This 4 gene signature stratifies European and North American patients with pathologically confirmed stage IA LUAD into low and high-risk groups for OS and more importantly RFS.

Keywords: non-small cell lung cancer, adenocarcinoma, prognostic signature, recurrence free survival

Graphical Abstract

graphic file with name nihms-1838672-f0007.jpg

INTRODUCTION

Despite surgical resection being the standard of care for stage IA non-small cell lung cancer (NSCLC) patients, 5-year survival ranges from 77-92% with approximately 15-30% developing recurrence.1,2 Additionally, most recurrences are distant and diagnosed within 2 years of resection.
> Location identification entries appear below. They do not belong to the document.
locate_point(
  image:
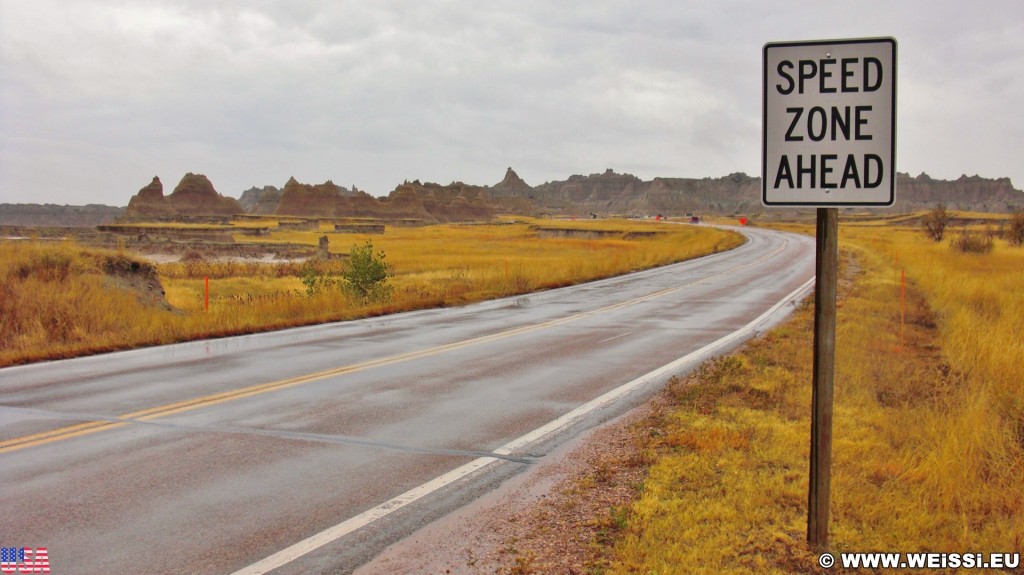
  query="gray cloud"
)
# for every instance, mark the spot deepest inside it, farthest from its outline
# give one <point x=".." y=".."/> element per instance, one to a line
<point x="100" y="95"/>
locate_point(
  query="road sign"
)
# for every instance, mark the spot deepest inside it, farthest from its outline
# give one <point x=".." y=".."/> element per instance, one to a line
<point x="829" y="123"/>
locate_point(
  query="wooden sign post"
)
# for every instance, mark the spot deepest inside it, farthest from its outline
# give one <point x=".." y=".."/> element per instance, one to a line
<point x="828" y="140"/>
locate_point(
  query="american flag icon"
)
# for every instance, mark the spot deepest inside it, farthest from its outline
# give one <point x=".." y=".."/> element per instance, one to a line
<point x="24" y="560"/>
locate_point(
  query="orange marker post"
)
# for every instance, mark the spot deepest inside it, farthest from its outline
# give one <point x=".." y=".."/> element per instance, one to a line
<point x="902" y="305"/>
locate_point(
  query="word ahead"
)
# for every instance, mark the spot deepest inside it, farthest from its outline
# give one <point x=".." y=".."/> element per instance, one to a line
<point x="829" y="132"/>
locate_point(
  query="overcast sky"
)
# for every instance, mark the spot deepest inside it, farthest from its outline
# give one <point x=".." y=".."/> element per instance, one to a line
<point x="98" y="96"/>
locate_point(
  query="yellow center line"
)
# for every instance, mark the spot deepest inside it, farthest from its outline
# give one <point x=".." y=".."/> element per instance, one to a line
<point x="88" y="428"/>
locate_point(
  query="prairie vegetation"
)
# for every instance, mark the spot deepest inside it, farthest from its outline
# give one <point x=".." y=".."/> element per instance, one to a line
<point x="929" y="424"/>
<point x="60" y="300"/>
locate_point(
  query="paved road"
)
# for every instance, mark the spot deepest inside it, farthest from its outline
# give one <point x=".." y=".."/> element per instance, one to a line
<point x="210" y="456"/>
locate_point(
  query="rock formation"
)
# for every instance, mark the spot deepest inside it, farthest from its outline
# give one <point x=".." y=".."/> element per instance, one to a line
<point x="150" y="202"/>
<point x="195" y="195"/>
<point x="260" y="201"/>
<point x="609" y="192"/>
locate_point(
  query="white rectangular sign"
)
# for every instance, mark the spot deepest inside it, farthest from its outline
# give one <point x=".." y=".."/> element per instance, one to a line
<point x="829" y="123"/>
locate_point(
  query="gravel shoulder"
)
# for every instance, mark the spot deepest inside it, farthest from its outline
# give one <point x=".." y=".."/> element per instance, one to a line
<point x="561" y="516"/>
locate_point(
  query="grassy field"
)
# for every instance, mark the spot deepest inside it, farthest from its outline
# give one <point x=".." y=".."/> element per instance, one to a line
<point x="61" y="300"/>
<point x="929" y="432"/>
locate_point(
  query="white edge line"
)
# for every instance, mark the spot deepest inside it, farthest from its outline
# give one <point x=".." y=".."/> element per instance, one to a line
<point x="309" y="544"/>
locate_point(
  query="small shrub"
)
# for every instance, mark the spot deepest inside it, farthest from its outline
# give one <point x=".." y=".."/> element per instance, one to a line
<point x="1016" y="234"/>
<point x="936" y="221"/>
<point x="366" y="274"/>
<point x="970" y="242"/>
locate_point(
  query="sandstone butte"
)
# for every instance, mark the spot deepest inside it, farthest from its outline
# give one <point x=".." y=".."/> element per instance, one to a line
<point x="602" y="193"/>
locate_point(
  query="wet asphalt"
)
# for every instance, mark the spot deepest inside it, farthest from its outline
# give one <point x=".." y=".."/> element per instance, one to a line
<point x="206" y="457"/>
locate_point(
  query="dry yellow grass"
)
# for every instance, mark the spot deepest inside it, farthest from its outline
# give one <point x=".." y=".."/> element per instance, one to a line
<point x="57" y="301"/>
<point x="929" y="442"/>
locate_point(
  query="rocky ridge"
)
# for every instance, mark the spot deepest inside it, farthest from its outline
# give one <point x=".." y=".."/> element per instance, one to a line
<point x="195" y="195"/>
<point x="601" y="193"/>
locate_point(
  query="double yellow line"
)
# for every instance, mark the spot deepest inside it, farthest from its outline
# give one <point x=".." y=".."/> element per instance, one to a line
<point x="88" y="428"/>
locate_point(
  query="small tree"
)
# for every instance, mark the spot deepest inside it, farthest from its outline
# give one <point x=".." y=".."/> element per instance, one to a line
<point x="936" y="222"/>
<point x="366" y="274"/>
<point x="1016" y="235"/>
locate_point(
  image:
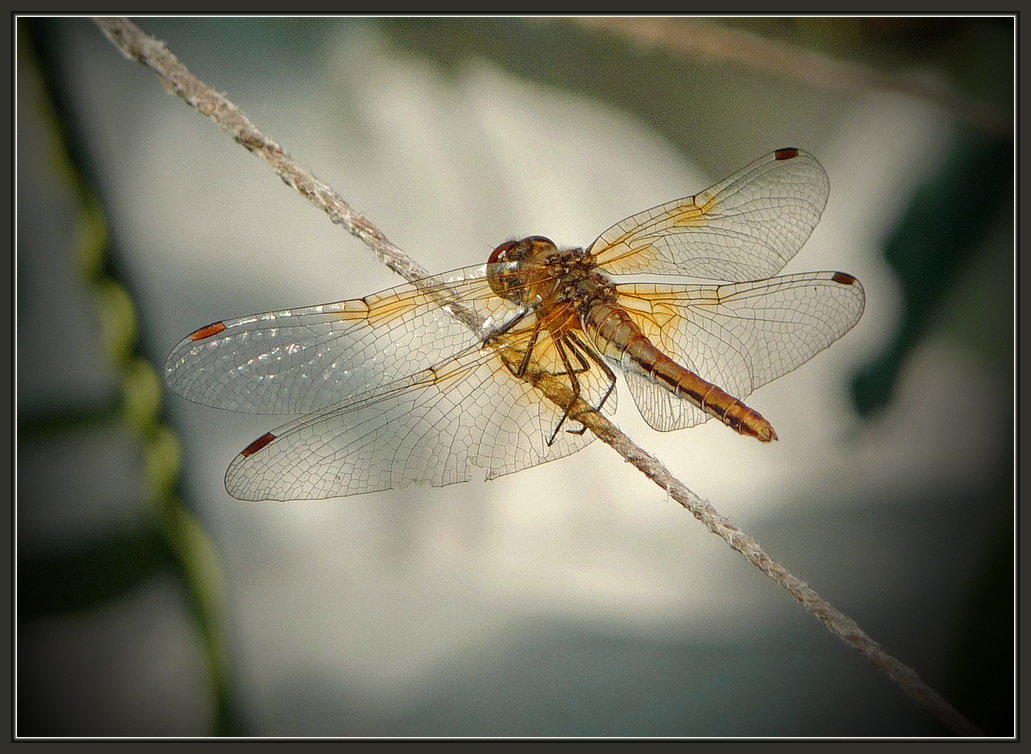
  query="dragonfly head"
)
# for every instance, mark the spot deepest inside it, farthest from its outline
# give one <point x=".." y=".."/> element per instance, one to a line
<point x="510" y="265"/>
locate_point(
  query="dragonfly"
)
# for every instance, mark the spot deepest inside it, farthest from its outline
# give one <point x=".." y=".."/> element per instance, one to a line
<point x="439" y="381"/>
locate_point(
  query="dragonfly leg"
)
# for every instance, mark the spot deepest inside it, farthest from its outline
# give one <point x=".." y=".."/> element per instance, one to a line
<point x="560" y="346"/>
<point x="581" y="349"/>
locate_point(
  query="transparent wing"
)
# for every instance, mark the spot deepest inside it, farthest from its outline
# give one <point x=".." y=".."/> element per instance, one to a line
<point x="745" y="227"/>
<point x="302" y="360"/>
<point x="438" y="426"/>
<point x="737" y="335"/>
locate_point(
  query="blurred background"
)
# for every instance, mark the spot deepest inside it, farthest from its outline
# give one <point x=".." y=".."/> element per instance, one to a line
<point x="572" y="599"/>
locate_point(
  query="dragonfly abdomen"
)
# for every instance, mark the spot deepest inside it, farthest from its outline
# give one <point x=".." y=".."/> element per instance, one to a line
<point x="620" y="338"/>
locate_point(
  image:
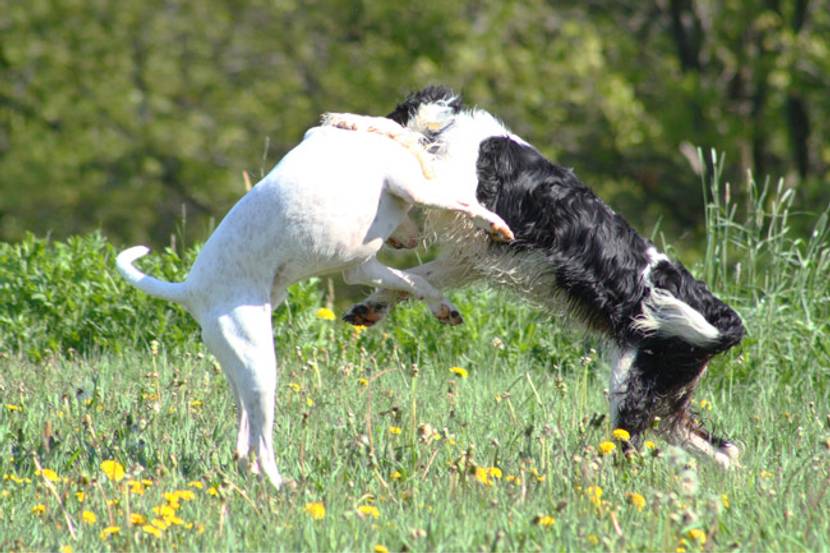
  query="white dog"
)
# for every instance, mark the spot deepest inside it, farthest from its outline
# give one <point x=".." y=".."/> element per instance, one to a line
<point x="328" y="206"/>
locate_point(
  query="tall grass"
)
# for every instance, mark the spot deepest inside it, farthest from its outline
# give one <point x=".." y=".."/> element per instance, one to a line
<point x="387" y="446"/>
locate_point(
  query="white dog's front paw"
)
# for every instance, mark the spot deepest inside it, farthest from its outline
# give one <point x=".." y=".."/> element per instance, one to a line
<point x="447" y="313"/>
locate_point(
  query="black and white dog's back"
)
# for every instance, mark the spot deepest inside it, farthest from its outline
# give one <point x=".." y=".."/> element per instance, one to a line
<point x="662" y="326"/>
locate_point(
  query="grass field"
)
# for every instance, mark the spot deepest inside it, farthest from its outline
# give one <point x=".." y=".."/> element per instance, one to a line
<point x="414" y="436"/>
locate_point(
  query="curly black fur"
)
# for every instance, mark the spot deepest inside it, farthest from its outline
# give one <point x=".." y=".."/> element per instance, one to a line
<point x="605" y="270"/>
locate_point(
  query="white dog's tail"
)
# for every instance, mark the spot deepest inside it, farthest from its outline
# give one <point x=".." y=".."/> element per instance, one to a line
<point x="172" y="291"/>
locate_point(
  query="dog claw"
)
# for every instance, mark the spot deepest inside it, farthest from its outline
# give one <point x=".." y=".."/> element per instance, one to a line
<point x="501" y="233"/>
<point x="448" y="315"/>
<point x="402" y="245"/>
<point x="364" y="314"/>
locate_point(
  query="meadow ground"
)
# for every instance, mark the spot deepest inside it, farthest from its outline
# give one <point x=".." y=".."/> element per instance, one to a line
<point x="411" y="436"/>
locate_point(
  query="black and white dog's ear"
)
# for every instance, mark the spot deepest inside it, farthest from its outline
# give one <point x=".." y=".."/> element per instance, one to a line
<point x="433" y="94"/>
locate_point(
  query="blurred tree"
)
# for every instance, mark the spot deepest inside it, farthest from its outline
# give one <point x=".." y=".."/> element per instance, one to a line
<point x="116" y="115"/>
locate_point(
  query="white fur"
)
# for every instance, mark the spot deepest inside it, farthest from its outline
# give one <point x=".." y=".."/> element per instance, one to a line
<point x="621" y="362"/>
<point x="328" y="206"/>
<point x="665" y="315"/>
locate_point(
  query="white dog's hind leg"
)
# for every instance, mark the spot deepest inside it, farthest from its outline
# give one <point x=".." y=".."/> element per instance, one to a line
<point x="442" y="273"/>
<point x="374" y="273"/>
<point x="417" y="191"/>
<point x="405" y="236"/>
<point x="241" y="339"/>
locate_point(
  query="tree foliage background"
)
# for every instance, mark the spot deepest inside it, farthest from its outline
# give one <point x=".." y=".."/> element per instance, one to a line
<point x="114" y="114"/>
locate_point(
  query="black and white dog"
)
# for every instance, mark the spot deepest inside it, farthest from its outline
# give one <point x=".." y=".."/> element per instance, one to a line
<point x="571" y="250"/>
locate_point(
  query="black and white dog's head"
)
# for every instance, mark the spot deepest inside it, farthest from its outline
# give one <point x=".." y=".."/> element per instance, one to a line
<point x="664" y="324"/>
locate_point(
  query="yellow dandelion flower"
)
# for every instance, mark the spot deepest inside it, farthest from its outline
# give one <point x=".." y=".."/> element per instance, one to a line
<point x="606" y="447"/>
<point x="136" y="487"/>
<point x="325" y="314"/>
<point x="109" y="531"/>
<point x="697" y="535"/>
<point x="164" y="510"/>
<point x="113" y="470"/>
<point x="161" y="524"/>
<point x="366" y="511"/>
<point x="594" y="494"/>
<point x="483" y="476"/>
<point x="544" y="521"/>
<point x="637" y="500"/>
<point x="459" y="372"/>
<point x="49" y="474"/>
<point x="185" y="495"/>
<point x="316" y="510"/>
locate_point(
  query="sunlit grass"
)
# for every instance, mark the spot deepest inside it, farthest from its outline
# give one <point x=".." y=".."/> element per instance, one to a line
<point x="515" y="454"/>
<point x="413" y="436"/>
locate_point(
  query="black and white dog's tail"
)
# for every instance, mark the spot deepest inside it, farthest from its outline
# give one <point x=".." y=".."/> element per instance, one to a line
<point x="666" y="316"/>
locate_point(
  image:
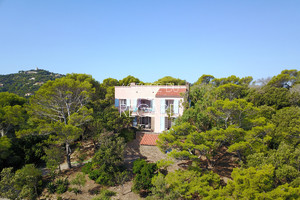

Recent advances in genome-wide sequencing have enabled identification of candidate biomarkers that are associated with both histopathological findings and clinical outcomes in NSCLC.38 However, these signatures are inconsistent even when utilizing the same databases. Focusing on a single micro-RNA (mRNA), long non-coding RNA (lncRNA), or gene may also have limited applicability911, and many studies continue to group adenocarcinoma and squamous cell carcinoma together, despite different biological signatures.12 Other studies combined stage I and II NSCLC and defined these as “early stage”. While the first issue has been addressed by looking at multiple genes to provide a prognostic signature for early-stage NSCLC1316, the relevance of analyses restricted to adenocarcinomas and outcomes of only earliest stage tumors has not been fully examined.

As lung adenocarcinoma (LUAD) is a heterogenous disease, with multiple subtypes and various frequencies of driver mutations in different ethnic groups, analyzing homogeneous patient cohorts may provide more accurate gene signatures corresponding with survival and disease recurrence.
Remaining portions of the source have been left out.